Не вижу его, Гарри, черт возьми, я вижу двоих!»

Ибо эффекты алкоголя и опиума одинаковы: первая степень — возбуждение; вторая — грезы; третья — сон или ступор. «Бен Джонсон», — пишет Обри, — «много раз превышал норму в питье; канари было его любимым ликером: тогда он валился домой в постель, и когда он тщательно пропотел, тогда за учебу».

Вторые видения того морального преступника, практикующего опиофага, подобно сердечному джулепу Комуса,

«Искупают поникшие духи в восторге,

За пределами блаженства снов».

Фантомы третьей стадии часто полны невыразимой муки: видения ярких форм, забрызганных кровью, и сцены преступления и ужаса, которыми одновременно гнушаются и наслаждаются. Ужасное проклятие неверного лорда Байрона — вампира, который, преследуя кладбище с гулями и афритами, сосет кровь своего рода:

«Пока они с ужасом не отпрянут

От призрака, более проклятого, чем они».

Таким образом, на мгновение бредовой радости он отдает свой разум агониям раскаяния, свое тело — медленному яду, возможно, греховному распаду.

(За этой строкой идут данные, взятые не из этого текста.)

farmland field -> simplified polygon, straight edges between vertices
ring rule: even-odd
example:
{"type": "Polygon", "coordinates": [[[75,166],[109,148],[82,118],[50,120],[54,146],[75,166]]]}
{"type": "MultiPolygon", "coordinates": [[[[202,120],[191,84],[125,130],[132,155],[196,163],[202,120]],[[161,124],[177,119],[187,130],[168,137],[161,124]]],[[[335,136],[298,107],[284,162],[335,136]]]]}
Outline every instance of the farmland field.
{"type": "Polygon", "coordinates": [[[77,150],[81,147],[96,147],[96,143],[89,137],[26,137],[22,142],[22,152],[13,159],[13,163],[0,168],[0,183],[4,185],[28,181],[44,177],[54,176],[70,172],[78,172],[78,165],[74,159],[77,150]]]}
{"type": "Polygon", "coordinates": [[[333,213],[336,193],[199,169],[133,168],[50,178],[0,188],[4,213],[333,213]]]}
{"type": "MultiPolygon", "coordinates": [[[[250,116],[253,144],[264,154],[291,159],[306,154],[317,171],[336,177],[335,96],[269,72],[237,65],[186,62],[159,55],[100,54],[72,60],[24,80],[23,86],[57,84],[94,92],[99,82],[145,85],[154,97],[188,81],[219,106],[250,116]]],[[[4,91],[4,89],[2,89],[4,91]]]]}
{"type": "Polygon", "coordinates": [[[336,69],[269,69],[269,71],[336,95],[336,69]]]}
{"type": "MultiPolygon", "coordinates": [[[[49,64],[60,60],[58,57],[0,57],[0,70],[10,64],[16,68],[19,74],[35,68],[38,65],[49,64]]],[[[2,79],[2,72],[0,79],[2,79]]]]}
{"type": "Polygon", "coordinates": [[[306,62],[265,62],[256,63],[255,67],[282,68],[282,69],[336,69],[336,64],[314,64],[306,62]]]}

Ида. Сцены, на которые я смотрела среди опиумных притонов Константинополя, всегда вызывали мое удивление и мою жалость. Эти рабы удовольствия, когда они собираются и занимают свои места, являются идеальными картинами либо апатической меланхолии, либо отчаяния. Когда мощный яд просачивается через кровь, они освещаются нечестивыми огнями, пока, когда они истощаются, стервятник Прометея снова грызет их внутренности, хотя огонь не украден с небес.

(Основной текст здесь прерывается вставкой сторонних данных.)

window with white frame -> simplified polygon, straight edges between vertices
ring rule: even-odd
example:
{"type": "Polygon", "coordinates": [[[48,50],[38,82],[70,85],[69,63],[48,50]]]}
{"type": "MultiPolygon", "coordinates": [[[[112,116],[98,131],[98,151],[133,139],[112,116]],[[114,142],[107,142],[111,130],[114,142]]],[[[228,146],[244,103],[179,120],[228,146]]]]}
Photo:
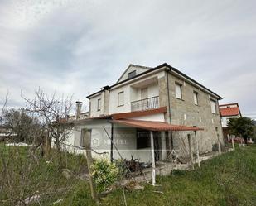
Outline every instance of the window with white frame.
{"type": "Polygon", "coordinates": [[[196,105],[198,105],[198,93],[197,92],[194,92],[193,95],[194,95],[194,103],[196,105]]]}
{"type": "Polygon", "coordinates": [[[182,89],[180,84],[175,84],[176,98],[182,99],[182,89]]]}
{"type": "Polygon", "coordinates": [[[124,104],[124,93],[123,92],[118,93],[118,106],[121,107],[124,104]]]}
{"type": "Polygon", "coordinates": [[[127,74],[128,79],[131,79],[131,78],[135,77],[135,76],[136,76],[136,70],[132,71],[132,72],[127,74]]]}
{"type": "Polygon", "coordinates": [[[101,98],[99,98],[97,103],[97,110],[99,111],[100,108],[101,108],[101,98]]]}
{"type": "Polygon", "coordinates": [[[216,102],[215,100],[210,99],[210,108],[211,108],[211,113],[217,113],[216,102]]]}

Послушайте признания такого раба: —

«Наконец, с чувством, что все потеряно, женские формы, и черты, которые были всем миром для меня, и сцепленные руки, и душераздирающие расставания, а затем вечные прощания, и со вздохом, подобным тому, как пещеры ада вздыхали, когда кровосмесительная мать произносила ненавистное имя Смерти, звук отдавался эхом — Вечные прощания».

«Все, что способно быть визуально представленным, о чем я только думал в темноте, немедленно принимало форму фантомов глаза; и, в процессе не менее неизбежном, когда они были однажды начертаны в блеклых и призрачных цветах, они вытягивались свирепой химией моих снов с невыносимым великолепием, которое терзало мое сердце».

Есть ли какое-либо земное удовольствие, которое компенсирует жертве этого добровольного осуждения?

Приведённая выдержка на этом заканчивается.